Have you also seen that Lee Salter, the lecturer who violently assaulted his student girlfriend has now made a film called 'Injustice' which is about the criminal justice system? He is going by a pseudonym- Unsound Robin- and has been touring various universities screening it. If you work in academia, be aware of this and warn organisers if you hear of a potential screening. He has accepted no responsibility for his crime.

20nil · 27/04/2018 18:18

I’m so glad I found this though am late to the party. I’m surprised it hasn’t been bigger news and am wondering if it’s down to women being scared to complain. I know I am. We all know powerful people are being protected in our universities and what the consequences can be for complainants. What will it take of this to really take off? Has it slowed down? Looks like it to me.

litereally · 27/04/2018 20:29

I'm also watching this with interest. My university (where I'm both staff and student) is going hard on declaring that its got "zero tolerance" for bullying, that people can report accusations of bullying and sexual assault anonymously...which is all bullshit, because no way is the university going to sack professors who bring in millions of pounds in grants. Pretending they care about bullying, sexual harassment while crossing their fingers behind their back they can squash it before they get caught. They deserve whats coming to them.

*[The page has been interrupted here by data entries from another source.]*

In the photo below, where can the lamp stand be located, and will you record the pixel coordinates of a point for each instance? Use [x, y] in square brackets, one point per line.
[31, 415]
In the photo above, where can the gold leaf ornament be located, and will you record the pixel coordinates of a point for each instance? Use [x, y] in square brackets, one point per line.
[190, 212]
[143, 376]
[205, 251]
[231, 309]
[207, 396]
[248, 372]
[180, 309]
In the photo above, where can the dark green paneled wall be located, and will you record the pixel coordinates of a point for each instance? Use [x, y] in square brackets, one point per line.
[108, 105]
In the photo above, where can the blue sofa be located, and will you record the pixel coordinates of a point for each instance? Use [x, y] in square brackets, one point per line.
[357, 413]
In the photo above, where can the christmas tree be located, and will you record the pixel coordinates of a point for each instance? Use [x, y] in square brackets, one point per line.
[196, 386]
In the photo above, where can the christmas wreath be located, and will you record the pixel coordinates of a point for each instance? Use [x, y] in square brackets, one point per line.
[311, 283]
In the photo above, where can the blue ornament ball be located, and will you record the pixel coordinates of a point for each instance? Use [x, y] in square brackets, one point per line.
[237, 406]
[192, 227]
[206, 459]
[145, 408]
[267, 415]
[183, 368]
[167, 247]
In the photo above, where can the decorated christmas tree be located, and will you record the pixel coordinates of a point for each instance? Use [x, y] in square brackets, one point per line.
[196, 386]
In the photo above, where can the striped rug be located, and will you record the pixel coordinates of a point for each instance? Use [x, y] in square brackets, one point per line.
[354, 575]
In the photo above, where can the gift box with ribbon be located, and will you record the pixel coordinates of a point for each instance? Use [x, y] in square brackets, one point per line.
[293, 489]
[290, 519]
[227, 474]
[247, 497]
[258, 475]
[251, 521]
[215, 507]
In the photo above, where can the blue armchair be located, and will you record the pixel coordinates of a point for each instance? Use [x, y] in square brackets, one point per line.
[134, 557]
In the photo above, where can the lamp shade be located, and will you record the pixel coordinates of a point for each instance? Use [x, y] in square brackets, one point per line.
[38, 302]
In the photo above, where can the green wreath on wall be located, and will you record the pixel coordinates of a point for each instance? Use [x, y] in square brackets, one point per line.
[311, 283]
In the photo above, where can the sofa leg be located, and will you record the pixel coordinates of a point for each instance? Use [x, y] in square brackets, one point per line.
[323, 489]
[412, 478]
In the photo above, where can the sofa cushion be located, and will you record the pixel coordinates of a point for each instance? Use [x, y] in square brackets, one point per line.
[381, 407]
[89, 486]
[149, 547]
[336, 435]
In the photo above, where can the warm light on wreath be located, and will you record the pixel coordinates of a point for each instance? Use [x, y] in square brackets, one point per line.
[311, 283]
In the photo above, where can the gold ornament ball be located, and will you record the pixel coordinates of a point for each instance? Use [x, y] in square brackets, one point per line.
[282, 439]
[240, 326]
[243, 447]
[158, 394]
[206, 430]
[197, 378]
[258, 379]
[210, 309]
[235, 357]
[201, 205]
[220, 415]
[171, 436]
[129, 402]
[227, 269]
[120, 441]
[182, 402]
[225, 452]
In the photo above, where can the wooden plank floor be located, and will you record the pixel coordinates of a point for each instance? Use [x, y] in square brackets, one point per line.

YetAnotherSpartacus · 27/04/2018 21:48

Yes, it's not just harassment, its bullying and it's all of this in the context of a culture where broader toxicity is normalised and accepted as 'just how it is'.

20nil · 27/04/2018 22:38

Yep, my university is on that list too and is a power keg waiting to explode. Fear of exposure, bad publicity and legal action are driving recent platitudes. Not concern for victims.